10,000 authors, 10,000 voices: as SoA membership reaches five figures, Pullman, Harris and Rankin welcome Member 10K

17 July 2017

We started July with a total membership of 10,051.

The 10,000 milestone will be celebrated on Tuesday 18 July at the SoA’s Summer Party at Waterstones Piccadilly, with an address from SoA council member Antonia Fraser dedicated to ‘Member 10,000’, the ten authors whose sign-up in June took membership numbers into five figures.

‘Dear Member 10,000…’

We invited current members to write welcome messages for Member 10,000, to be published this week in a booklet, ‘Dear Member 10,000…’ (PDF download).

In his message to the newest members, SoA president Philip Pullman writes:

‘Our profession is a solitary one; much of our time is spent slowly building something substantial (we hope) out of evanescent things like memory and language; but when we need fellowship or guidance through fields we may not be familiar with, such as matters legal or contractual or financial, it is a great thing to know that the Society is there, with knowledge and experience and willingness we can rely on ... The work we do is important as well as difficult; we need the Society of Authors to help us do it confidently and to claim a fair reward for doing it.’

Council and management committee member Joanne Harris says:

‘Dear Member 10,000 - congratulations! I’ve been with the SoA for twenty years ... Without them, I would have felt very lonely and disconnected from the writing community, but with them, I feel confident to deal with authority with publishers, agents and festival organisers ... We’re all on a perpetual learning curve, and the SoA allows experienced writers to connect with and to help those who are just starting out. I hope that, wherever you are on the curve, you’ll be a part of that, too.’

They are joined by more than 70 other authors, including Malorie Blackman, Margaret Drabble, Philip Ziegler, Joanne Trollope and SoA Chair David Donachie, who wishes new members the ‘success as well as the pleasure of belonging to an organisation that has played such a valuable role in protecting authors since 1884’.
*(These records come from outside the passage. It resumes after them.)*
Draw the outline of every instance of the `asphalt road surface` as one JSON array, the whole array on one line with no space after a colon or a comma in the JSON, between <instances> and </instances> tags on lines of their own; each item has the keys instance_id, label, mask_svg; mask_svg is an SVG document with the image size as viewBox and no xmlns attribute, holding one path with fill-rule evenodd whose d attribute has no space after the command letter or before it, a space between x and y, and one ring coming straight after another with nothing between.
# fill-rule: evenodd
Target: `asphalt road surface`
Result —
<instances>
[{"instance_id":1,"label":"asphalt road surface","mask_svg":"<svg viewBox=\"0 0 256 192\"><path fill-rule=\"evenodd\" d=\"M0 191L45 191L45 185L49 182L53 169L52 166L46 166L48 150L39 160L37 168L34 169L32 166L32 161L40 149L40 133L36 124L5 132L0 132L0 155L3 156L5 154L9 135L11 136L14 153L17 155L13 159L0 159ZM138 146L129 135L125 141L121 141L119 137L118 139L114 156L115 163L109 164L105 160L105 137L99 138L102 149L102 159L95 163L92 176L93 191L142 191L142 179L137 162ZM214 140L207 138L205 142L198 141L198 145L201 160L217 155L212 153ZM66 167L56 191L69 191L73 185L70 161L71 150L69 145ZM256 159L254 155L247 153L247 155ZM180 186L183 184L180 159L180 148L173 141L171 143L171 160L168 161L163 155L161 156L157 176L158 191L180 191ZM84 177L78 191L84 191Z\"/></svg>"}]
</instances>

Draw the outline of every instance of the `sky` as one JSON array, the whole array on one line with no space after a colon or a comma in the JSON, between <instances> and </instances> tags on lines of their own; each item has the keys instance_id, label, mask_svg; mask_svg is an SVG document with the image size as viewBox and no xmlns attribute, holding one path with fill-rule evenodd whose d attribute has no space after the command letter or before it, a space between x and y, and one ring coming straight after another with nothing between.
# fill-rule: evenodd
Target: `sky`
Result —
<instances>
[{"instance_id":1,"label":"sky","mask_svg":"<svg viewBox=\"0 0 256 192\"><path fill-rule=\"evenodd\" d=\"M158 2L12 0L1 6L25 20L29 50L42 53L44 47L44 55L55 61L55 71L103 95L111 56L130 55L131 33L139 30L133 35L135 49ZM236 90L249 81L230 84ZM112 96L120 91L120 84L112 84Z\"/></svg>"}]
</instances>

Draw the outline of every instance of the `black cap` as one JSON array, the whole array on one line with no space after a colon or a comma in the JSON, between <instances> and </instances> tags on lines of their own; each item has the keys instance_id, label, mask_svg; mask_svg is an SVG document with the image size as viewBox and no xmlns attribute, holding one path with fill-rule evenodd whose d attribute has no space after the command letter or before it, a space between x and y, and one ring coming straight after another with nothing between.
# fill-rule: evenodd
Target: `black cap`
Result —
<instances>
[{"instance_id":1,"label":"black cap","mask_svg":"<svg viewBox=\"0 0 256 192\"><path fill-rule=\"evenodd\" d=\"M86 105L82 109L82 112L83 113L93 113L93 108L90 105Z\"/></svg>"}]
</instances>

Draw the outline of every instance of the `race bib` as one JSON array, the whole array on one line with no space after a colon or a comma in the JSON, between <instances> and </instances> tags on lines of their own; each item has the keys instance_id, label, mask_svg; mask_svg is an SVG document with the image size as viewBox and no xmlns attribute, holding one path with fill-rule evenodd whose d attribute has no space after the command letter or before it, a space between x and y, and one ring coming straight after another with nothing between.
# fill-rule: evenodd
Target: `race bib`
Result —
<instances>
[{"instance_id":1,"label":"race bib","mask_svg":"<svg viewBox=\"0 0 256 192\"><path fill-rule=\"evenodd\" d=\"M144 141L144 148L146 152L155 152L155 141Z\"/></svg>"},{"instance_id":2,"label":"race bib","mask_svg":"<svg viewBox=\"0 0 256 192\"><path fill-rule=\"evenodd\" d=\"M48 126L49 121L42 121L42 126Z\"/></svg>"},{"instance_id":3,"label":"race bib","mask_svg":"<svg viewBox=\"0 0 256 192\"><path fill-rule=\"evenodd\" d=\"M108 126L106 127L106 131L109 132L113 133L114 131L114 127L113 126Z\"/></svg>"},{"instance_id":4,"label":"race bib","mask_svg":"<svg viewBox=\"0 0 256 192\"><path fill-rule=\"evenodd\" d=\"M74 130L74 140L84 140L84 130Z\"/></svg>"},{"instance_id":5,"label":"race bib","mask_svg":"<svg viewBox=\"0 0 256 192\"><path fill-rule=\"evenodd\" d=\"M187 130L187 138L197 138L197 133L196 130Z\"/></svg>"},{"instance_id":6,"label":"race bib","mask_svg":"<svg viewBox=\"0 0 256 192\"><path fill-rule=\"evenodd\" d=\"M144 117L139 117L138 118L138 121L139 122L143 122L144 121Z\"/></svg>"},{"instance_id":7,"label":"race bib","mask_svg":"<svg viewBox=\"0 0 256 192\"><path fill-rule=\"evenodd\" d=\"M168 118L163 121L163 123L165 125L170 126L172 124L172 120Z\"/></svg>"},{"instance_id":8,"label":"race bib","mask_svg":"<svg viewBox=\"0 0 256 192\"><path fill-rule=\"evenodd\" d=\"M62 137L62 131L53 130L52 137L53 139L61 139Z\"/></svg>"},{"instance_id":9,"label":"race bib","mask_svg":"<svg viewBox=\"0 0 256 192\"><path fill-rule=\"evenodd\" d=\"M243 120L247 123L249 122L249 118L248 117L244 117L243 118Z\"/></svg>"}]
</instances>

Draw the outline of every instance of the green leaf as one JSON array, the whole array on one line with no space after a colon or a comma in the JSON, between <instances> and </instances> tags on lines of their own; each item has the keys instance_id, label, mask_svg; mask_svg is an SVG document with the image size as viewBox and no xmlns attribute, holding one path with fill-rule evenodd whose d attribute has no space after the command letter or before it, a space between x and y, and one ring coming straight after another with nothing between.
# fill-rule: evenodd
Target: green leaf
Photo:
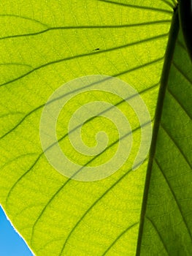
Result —
<instances>
[{"instance_id":1,"label":"green leaf","mask_svg":"<svg viewBox=\"0 0 192 256\"><path fill-rule=\"evenodd\" d=\"M175 6L171 0L1 1L0 202L36 255L191 255L192 69L180 31L177 39ZM131 152L116 173L83 182L49 163L39 123L58 88L90 75L127 82L155 121L150 154L133 170L143 125L134 110L98 91L72 99L57 123L72 161L100 165L119 144L115 127L98 116L84 124L82 138L93 147L104 130L106 150L88 157L72 148L70 117L88 102L117 106L133 134Z\"/></svg>"}]
</instances>

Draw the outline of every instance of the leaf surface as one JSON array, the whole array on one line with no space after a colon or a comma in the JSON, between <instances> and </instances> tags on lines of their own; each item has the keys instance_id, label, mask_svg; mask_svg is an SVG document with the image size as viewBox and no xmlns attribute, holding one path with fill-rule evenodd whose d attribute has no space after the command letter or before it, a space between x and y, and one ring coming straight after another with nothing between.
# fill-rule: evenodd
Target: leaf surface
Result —
<instances>
[{"instance_id":1,"label":"leaf surface","mask_svg":"<svg viewBox=\"0 0 192 256\"><path fill-rule=\"evenodd\" d=\"M175 5L147 0L1 1L0 202L36 255L191 254L192 74L181 35L161 102L155 154L138 169L131 167L140 124L122 99L107 93L92 91L69 102L57 132L72 160L99 165L118 145L112 124L99 116L83 125L88 146L95 146L99 129L110 135L106 151L95 157L72 151L66 127L80 105L96 99L118 106L131 124L134 147L112 176L93 182L68 178L47 162L39 139L41 114L52 93L93 74L127 82L155 120Z\"/></svg>"}]
</instances>

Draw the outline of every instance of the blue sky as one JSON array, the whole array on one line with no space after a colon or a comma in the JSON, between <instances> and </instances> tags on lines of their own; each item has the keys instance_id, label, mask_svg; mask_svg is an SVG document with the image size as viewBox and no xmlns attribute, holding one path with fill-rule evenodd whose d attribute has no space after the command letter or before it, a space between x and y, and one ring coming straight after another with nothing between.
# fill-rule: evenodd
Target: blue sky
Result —
<instances>
[{"instance_id":1,"label":"blue sky","mask_svg":"<svg viewBox=\"0 0 192 256\"><path fill-rule=\"evenodd\" d=\"M16 233L0 206L0 255L32 256L23 239Z\"/></svg>"}]
</instances>

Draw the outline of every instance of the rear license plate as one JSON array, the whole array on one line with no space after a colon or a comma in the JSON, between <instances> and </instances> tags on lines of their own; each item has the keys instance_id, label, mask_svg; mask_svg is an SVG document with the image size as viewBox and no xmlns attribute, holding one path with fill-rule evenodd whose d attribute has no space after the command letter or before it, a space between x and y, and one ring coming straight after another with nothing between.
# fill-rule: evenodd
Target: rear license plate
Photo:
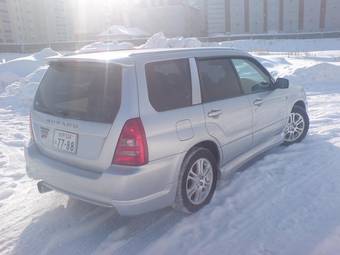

We gave Ian Rankin the last word: ‘The Society of Authors is a heartening hub where ideas are shared, help offered, and friendships made. Welcome. Make yourself at home.’

Meet Member 10K

The ten authors whose membership brought us to the 10,000 milestone hail from all over the UK, as well as one from Canada, and represent a wide range of disciplines and professional experience. They are:

Writing about his SoA membership and being named one of the Member 10,000s, Dan Dalton said:

‘I felt it important to have the backing of a union dedicated to helping navigate those opportunities and challenges, and who I can trust to continue to protect my rights. It’s an honour to be member 10,000, but even more so to be part of the SoA.’

0 to 10,051 in 133 years!

The Society of Authors was founded in 1884 on two guiding principles: ‘that the relations between author and publisher require to be placed once and for all upon a recognised basis of justice’ and ‘that questions of copyright – domestic and international – require to be kept steadily in the public mind’. The landscape for authors may have changed drastically since then, but those principles are as much a part of our campaigns today as they were 133 years ago.

The first SoA chair was Walter Besant, and its first president Alfred Lord Tennyson, with early members including George Bernard Shaw, John Galsworthy, John Edward Masefield, Thomas Hardy, H. G. Wells, J. M. Barrie and E. M. Forster.

Greeted initially with scepticism by the trade (The Bookseller in June 1884 dismissed the fledgling union as a ‘Society for the Prevention of Cruelty to Authors’!) we have since been at the forefront of many successful campaigns for authors’ rights, including the protection of copyright, the introduction of Public Lending Right, and of course the recent extension of PLR to ebooks, in addition to advising thousands of authors each year on contractual and other professional issues.

Our members are academic writers, biographers, broadcast writers, children's writers, fiction and non-fiction writers, illustrators, poets, playwrights, translators and more. Our youngest member today is 18; the oldest is 106.

As the landscape in which authors make a living continues to evolve, and as membership continues to grow, the work of the SoA has never been more relevant.